I love how this passage was on land - "See, the Lord your God has set the land before you.  Go up, take possession as the Lord the God of your fathers, has told you.  Do not fear or be dismayed."  That's what I'm going to do.  I'm taking possession of the land.  He's given it to me.  He knows I'm afraid and dismayed, but I'm going to believe Him when He says, "Don't be afraid or dismayed."  Why would He even say that if it wasn't a possibility that I would be potentially afraid?  I have to just go up and take it.  I'm always looking for ways to keep my kids occupied in a productive way - this will definitely keep us all busy.  We have so many ideas.  The kids want to sell bunnies, lemonade, kittens....all at the side of the road.  It will be a fun summer I think.  They aren't afraid, why am I?  
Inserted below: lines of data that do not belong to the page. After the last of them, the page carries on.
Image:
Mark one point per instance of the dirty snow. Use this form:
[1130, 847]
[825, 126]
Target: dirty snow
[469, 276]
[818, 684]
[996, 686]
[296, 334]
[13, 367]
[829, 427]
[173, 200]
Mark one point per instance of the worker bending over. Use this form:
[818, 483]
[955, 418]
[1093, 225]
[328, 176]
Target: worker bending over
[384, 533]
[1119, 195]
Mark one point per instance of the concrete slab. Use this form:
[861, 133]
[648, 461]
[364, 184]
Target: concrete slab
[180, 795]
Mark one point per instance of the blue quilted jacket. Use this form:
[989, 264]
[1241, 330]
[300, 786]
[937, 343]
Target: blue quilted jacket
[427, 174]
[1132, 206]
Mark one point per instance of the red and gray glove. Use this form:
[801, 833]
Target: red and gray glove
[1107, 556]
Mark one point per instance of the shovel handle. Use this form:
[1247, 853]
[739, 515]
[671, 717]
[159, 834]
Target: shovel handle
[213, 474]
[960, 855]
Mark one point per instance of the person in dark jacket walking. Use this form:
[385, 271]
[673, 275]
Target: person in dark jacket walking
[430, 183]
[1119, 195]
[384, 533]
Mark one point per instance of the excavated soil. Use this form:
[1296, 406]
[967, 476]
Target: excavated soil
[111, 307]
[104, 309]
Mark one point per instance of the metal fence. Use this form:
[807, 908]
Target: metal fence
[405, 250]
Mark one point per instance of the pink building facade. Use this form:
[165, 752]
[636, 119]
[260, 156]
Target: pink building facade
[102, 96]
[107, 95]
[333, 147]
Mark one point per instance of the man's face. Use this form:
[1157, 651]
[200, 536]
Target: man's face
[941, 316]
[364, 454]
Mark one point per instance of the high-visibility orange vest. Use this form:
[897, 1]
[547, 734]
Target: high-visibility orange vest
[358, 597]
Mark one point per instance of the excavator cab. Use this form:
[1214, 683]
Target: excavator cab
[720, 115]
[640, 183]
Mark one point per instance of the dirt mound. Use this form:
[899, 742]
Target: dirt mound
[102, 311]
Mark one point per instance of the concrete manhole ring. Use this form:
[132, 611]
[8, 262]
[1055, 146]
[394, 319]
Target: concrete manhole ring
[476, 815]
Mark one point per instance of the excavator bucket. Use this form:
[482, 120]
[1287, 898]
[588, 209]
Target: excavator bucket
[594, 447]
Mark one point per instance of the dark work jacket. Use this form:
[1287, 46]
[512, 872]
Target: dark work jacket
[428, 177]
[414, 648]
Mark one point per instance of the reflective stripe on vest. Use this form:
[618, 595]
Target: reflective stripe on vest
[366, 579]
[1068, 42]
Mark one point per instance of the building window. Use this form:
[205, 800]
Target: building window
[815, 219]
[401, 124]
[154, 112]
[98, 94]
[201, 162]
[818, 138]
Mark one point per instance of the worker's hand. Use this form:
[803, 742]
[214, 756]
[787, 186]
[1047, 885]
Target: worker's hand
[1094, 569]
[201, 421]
Moses gave them one more chance, "Do not be in dread or afraid of them."  I spend a lot of my time hanging out with dread - love dread.  It's nicer to say you dread something because then it isn't as sinful as fear.  But what I've learned is that dread is a cousin of fear, so it's the same thing and it is sin, too.  Moses said, "The Lord your God who goes before you will himself fight for you, just as He did for you in Egypt before your eyes, AND in the wilderness, where YOU HAVE SEEN, how the Lord your God CARRIED YOU, as a man carried his son (what an awesome image!), ALL THE WAY THAT YOU WENT, until you came to this place.  Yet IN SPITE OF THIS, you did not believe the Lord your God (see, I don't believe my husband sometimes), who went BEFORE YOU, in the way to seek you out a place to pitch your tents, in fire by night and in the cloud by day, to show you what way you should go."  Because of their fear, their rebellion, their sin, "not one of these men of this evil generation shall see the good land that I swore to give to your fathers".  This is NOT what I want to happen to me.  I don't want to miss out on the good land He promises to give me all because of fear and DREAD.  If the Israelites had just looked back and reflected for one second on all that God had done for them, they would have seen how He carried them - as a man carries his son!  He's done this for me!  He's carried me, gone before me, fought for me....all the way that I've gone, fire by night, cloud by day.  By not trusting God and my husband, I could miss out on all that God wants to give me.

In light of this - I'm starting to tell people here and there what I'm up to.  In a way, it's being accountable to others so that I follow through on all my big talk.  Today we'll order the seeds and attempt transplants.  Then the garden prep starts and seeds go in in May and June.  I'm still a little nervous as my garden was pretty lame last year, so I don't have a lot of faith in me, but I don't have to trust myself, I need to just trust God who has put these ideas in my head.  He'll carry me and it's His job to make the garden grow......Once again, a really long way to put it all into words, but that's just how I operate.  It helps me to articulate it all on "paper".  As I read today, "writing is a way of opening our eyes to see what we otherwise do not see."  Now, I see!